By Susan Brinkmann, OCDS
A ruling by the Supreme Court allowing state schools to deny funding to religious groups that require their officers and voting members to agree with their religious beliefs is causing consternation among Christian and other conservative groups.
CNSNews.com is reporting that the case, Christian Legal Society vs. Martinez, concerned a Christian group at a public law school in San Francisco that refused to allow practicing homosexuals to become leaders or voting members of the group. As a result, the University refused to recognize the group, saying its membership requirements violated the school’s nondiscrimination policy.
On Monday, the Supreme Court issued a 5-4 ruling in the University’s favor, with the liberal members of the Court making up the majority with conservative Justices Antonin Scalia, Samuel Alito, Clarence Thomas and Chief Justice John Roberts dissenting.
“This throws student organizational mission statements out the door, as everyone at a state school with an ‘all-comers’ policy, regardless of belief, can now join any organization, even if they oppose that organization’s purpose and mission,” said Family Research Council President Tony Perkins.

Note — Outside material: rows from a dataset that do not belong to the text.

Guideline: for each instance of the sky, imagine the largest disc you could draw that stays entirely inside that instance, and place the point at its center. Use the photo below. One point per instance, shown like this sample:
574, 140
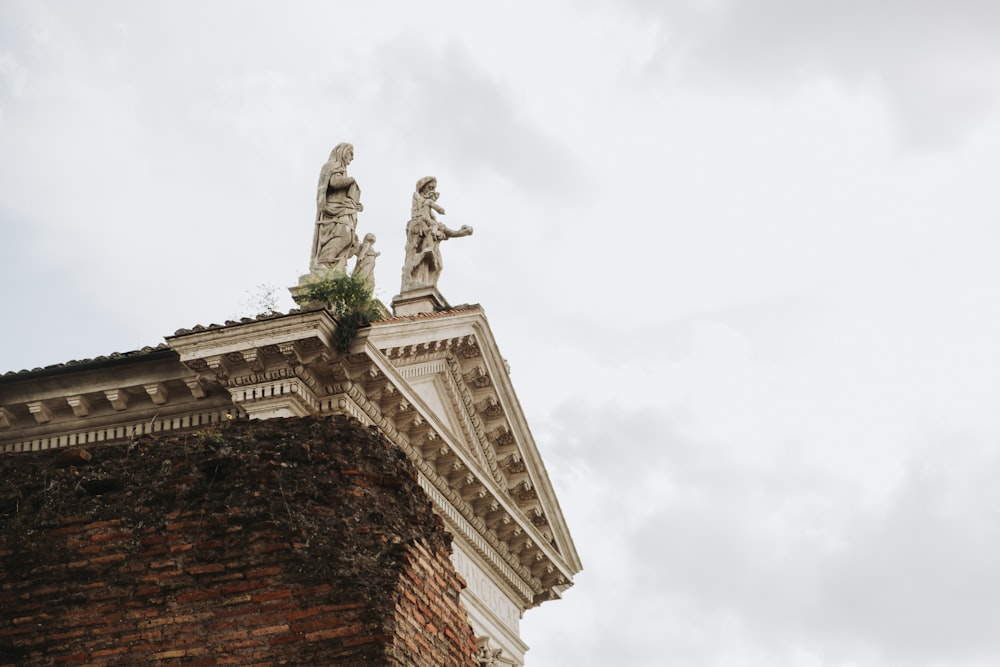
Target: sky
740, 256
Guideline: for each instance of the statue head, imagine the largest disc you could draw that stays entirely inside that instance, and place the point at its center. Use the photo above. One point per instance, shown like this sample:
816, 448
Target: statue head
342, 153
427, 183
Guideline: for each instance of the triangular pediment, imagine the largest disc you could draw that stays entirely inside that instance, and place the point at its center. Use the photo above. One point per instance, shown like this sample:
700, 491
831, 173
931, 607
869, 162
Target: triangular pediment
452, 362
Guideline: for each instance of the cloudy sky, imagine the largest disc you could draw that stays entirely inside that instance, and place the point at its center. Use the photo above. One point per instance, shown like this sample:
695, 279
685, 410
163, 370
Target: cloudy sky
741, 257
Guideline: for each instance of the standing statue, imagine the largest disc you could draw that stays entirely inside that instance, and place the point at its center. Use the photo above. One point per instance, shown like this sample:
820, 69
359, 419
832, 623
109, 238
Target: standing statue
364, 269
422, 266
338, 201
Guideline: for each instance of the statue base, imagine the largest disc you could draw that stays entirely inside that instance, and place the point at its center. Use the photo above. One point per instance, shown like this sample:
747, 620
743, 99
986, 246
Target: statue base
418, 301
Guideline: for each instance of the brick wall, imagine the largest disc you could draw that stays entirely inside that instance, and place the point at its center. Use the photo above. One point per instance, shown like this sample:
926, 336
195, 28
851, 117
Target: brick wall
297, 542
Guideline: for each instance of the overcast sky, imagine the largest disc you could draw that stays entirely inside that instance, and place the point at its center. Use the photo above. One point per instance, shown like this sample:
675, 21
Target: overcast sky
742, 258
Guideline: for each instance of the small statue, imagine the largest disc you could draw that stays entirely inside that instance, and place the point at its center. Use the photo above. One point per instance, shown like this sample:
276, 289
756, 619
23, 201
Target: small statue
365, 266
422, 266
487, 656
338, 201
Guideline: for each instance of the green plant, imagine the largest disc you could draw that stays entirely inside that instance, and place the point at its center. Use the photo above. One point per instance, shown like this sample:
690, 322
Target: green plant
349, 299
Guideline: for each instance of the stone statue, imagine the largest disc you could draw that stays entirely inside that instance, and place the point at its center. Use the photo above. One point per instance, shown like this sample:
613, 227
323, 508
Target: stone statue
365, 267
487, 656
338, 201
422, 266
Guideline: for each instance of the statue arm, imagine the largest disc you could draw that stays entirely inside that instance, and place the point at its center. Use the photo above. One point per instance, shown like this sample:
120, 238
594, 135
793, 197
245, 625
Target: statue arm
464, 230
340, 181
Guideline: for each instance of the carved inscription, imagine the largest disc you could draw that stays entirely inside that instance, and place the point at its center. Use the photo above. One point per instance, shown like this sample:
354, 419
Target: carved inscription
480, 585
266, 376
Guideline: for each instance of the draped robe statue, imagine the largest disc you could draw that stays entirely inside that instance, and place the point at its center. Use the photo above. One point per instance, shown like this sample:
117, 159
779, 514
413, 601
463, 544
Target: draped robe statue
422, 266
338, 201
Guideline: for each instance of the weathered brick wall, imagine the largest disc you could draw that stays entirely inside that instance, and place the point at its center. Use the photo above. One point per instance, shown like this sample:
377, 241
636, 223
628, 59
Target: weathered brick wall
297, 542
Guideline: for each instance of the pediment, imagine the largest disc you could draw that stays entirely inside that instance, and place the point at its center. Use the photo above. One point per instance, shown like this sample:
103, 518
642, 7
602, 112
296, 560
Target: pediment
452, 362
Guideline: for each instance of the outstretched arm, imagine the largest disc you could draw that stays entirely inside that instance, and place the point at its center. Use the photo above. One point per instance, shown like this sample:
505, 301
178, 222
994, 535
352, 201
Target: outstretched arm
464, 230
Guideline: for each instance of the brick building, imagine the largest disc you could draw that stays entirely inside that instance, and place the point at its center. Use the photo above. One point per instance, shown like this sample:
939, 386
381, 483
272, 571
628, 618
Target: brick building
147, 513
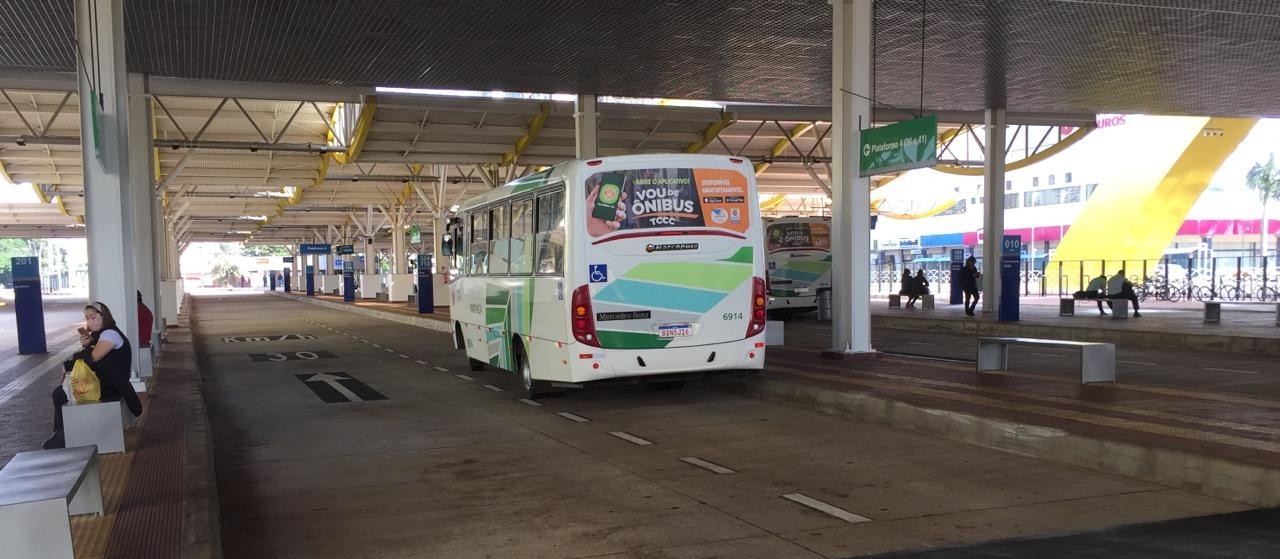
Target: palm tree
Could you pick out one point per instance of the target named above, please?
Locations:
(1265, 179)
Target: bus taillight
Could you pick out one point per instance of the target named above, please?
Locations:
(584, 325)
(758, 292)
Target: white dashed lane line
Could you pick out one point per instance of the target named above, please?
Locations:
(631, 438)
(707, 466)
(826, 508)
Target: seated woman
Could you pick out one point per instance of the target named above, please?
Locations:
(106, 351)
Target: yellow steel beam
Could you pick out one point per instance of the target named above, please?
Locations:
(535, 127)
(711, 133)
(357, 142)
(781, 146)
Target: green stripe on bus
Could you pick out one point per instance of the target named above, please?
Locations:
(703, 275)
(743, 256)
(612, 339)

“Today’s ruling renders student organizations effectively purposeless, and would allow, for example, Republicans and Democrats who wish to sabotage one another’s college groups to join and undermine them from the inside out.”

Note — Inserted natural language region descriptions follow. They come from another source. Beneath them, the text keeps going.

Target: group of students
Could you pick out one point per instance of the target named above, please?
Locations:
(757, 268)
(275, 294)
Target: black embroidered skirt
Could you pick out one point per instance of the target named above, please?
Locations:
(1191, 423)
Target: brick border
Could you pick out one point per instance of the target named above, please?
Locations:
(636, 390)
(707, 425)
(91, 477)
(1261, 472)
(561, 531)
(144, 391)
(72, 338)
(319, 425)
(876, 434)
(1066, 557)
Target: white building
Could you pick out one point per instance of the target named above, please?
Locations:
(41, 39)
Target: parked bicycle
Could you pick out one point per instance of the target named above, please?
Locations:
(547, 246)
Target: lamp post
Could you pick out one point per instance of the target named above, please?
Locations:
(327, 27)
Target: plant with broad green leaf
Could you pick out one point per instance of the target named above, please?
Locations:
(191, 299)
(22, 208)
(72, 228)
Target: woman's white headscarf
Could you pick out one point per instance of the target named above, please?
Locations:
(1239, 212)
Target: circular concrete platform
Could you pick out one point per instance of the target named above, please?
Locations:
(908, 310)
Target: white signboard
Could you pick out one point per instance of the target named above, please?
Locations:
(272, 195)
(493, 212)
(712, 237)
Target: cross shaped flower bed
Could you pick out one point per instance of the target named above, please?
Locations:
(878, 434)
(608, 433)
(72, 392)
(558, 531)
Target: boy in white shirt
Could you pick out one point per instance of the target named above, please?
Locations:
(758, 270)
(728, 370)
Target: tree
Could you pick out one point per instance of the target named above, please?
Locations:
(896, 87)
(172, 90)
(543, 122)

The ruling, said Perkins, erodes religious freedom under the guise of preventing discrimination against homosexuals:
“In this case, the Court is suggesting that orthodox Judeo-Christian teaching against homosexual conduct is untenable on America ‘s university campuses. This is a grave breach of both freedom of religious speech and freedom of association, and a troubling day for America ‘s long history of protection from religious discrimination.”
Perkins outrage is shared by many other groups, such as the American Center for Law and Justice, a conservative civil liberties group that filed an amicus brief in the case.
“The majority of the Supreme Court missed the mark in understanding that it is fundamental to religious freedom that religious groups are free to define their own mission, select their own leaders and determine their own membership criteria,” said Jay Sekulow, chief counsel of the ACLJ.
“By permitting a discriminatory decision by the federal appeals court to stand, the Supreme Court decision represents, as Justice Alito correctly concluded in the dissent, ‘a serious setback for freedom of expression in this country.’ And, we, like Justice Alito, hope this decision will be an aberration and not a shift in First Amendment jurisprudence.”
In its amicus brief filed at the Supreme Court on behalf of Christian leaders and student groups, the ACLJ argued that religious groups are constitutionally protected in following their religious beliefs.
“Religious groups by their nature embrace religious principles and, as a matter of organizational identity and coherence, will normally require adherence to such principles as a criterion for membership and certainly for leadership,” the amicus brief asserted. “This is not ‘discrimination’ but rather part and parcel of what defines them as religious groups.”
The decision will now open the door for similar decisions regarding on-campus Christian groups in schools and universities throughout the country.